The presence of HER3 seems to be a negative predictor of response. Patients whose specimens lacked HER3 by the criterion used here were more likely to respond than those that had HER3 (86% vs. 38%). There was no significant correlation between the presence of the phosphorylated form of HER1 and response to ABX-0303. The lack of pHER1 expression, however, even in samples with significantly elevated levels of HER1, may have been a result of a failure to preserve the phosphorylated form of this protein during the collection and processing of biopsies. Only 6 of the samples analyzed by quantitative IHC were HER2 “positive” by the criterion of having on OD of 10 or greater. As shown in Table II, these were predominantly poor responders to the drug. Interestingly, all six of these samples had elevated levels of HER3. HER2 expression, quantified using a monoclonal antibody directed against the external domain of HER2, was further determined using a cocktail of antibodies that recognize both the internal and external domains of the protein. While some additional samples appeared to be positive using this alternate approach, these observations were not sufficient to confirm the correlation between HER2 and HER3 expression with lack of response to ABX-0303.[0052]
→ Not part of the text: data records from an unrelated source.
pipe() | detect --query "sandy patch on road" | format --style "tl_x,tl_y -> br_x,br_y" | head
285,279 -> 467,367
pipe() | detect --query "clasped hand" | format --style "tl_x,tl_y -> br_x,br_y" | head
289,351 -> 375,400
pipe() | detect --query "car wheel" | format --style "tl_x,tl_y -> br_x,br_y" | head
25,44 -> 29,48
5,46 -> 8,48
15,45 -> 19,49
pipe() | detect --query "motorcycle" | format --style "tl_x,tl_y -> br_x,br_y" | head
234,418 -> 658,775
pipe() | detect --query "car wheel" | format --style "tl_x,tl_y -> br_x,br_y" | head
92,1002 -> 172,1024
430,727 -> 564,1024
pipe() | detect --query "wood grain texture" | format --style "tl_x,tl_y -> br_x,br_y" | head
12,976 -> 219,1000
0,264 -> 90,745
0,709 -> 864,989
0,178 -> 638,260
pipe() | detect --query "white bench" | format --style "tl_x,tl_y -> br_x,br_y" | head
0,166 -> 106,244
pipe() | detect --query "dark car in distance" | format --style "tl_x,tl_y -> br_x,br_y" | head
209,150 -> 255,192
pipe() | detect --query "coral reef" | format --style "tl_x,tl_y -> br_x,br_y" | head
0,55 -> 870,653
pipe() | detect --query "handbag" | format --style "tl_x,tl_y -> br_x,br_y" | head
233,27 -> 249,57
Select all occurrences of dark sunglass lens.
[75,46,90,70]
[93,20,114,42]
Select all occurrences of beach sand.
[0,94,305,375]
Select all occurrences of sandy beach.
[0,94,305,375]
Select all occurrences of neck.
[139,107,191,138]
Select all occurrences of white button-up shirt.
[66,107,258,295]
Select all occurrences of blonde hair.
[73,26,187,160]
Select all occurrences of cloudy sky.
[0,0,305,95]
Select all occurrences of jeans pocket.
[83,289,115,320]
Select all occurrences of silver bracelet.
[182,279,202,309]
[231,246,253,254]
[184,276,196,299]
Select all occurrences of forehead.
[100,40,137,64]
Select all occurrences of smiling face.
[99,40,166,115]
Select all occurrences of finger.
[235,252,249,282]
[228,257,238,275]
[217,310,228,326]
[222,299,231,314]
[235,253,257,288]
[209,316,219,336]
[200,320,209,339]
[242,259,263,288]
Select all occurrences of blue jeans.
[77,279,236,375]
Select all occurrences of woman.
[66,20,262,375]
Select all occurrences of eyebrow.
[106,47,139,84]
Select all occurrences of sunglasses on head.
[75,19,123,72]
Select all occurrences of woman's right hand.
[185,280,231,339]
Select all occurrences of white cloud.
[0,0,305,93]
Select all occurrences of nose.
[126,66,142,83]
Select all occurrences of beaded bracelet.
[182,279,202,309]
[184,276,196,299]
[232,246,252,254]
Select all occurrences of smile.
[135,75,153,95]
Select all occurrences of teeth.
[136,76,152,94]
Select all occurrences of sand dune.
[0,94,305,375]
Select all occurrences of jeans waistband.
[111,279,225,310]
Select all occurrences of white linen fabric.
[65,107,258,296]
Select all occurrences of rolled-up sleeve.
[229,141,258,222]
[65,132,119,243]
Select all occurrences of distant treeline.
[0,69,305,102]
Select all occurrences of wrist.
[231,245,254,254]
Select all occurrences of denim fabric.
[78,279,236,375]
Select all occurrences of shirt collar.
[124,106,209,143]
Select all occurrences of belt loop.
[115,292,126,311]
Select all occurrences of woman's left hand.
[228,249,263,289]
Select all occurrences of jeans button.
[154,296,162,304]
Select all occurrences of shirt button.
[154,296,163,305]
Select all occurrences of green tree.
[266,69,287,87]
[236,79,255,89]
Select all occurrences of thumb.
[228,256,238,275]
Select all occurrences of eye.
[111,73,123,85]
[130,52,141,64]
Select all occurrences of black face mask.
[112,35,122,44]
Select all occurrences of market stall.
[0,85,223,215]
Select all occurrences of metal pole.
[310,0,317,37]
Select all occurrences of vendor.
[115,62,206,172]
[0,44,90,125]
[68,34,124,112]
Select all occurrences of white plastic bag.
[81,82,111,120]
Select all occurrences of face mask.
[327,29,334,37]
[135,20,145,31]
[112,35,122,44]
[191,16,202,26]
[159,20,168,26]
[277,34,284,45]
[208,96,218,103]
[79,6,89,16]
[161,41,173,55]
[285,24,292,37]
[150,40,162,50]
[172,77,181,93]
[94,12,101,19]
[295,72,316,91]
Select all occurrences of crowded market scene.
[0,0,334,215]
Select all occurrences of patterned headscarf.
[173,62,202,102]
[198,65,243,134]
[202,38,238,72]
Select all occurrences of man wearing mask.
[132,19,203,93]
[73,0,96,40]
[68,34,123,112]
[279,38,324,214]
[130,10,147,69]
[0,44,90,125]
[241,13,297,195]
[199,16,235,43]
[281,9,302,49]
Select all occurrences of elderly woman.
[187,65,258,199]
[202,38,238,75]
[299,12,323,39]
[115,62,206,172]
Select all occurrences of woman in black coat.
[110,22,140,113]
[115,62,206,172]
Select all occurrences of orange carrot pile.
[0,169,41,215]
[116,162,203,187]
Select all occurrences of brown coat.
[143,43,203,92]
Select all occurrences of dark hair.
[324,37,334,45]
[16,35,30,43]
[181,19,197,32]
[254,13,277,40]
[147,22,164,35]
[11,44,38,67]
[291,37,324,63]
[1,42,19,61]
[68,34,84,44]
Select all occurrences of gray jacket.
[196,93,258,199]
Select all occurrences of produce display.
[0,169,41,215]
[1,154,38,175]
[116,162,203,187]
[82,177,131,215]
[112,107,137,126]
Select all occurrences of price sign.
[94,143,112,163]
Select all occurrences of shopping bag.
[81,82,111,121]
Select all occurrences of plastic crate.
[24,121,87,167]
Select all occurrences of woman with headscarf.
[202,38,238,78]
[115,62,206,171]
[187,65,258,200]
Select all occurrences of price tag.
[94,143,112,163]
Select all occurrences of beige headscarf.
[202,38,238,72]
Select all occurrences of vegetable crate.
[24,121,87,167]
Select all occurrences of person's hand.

The expression and co-expression of HER1, HER3, and pERK indicates that HER1, acting through pERK, was critical to ABX-0303 response, and that the action of the drug is compromised in some manner by the presence of HER3. Notably, biopsies that showed HER3 but not HER1 expression were less likely to respond to ABX-0303 (22% response rate) than patients whose tumors expressed both proteins (47% response rate). Dramatically, samples from patients that had low levels of HER3 but expressed HER1 and/or pERK at levels of greater than 9, had a 100% response rate to ABX-0303. An analysis with a greater number of samples will help confirm any of the conclusions drawn from this analysis. Examples of tumors with high and low levels of HER3 are provided in FIGS. 1 and 2.[0053]

This data indicates that ABX-0303 effectively targets HER1 to prevent the growth of renal cell cancers. It is not surprising that HER1 seems to be acting through the MAPK pathway, as shown by the positive correlation between pERK expression and response. Of interest is the role of HER3, which was found elevated in 79% of the renal biopsies analyzed.[0054]

As will be appreciated, the above findings provide useful methods for the selection of patients for treatment with molecules that target EGFr and predictors of the response of patients. In addition, the above findings provide useful methods for the use of ABX-0303. ABX-0303 is described in detail in U.S. Pat. No. 6,235,883 (the disclosure of which is hereby incorporated by reference) and referred to therein in connection with the discussions related to hybridoma E7.6.3.[0055]

It should be understood that the foregoing disclosure emphasizes certain specific embodiments of the invention and that all modifications or alternatives equivalent thereto are within the spirit and scope of the invention as set forth in the appended claims. All references discussed herein are hereby incorporated by reference in their entirety.[0056]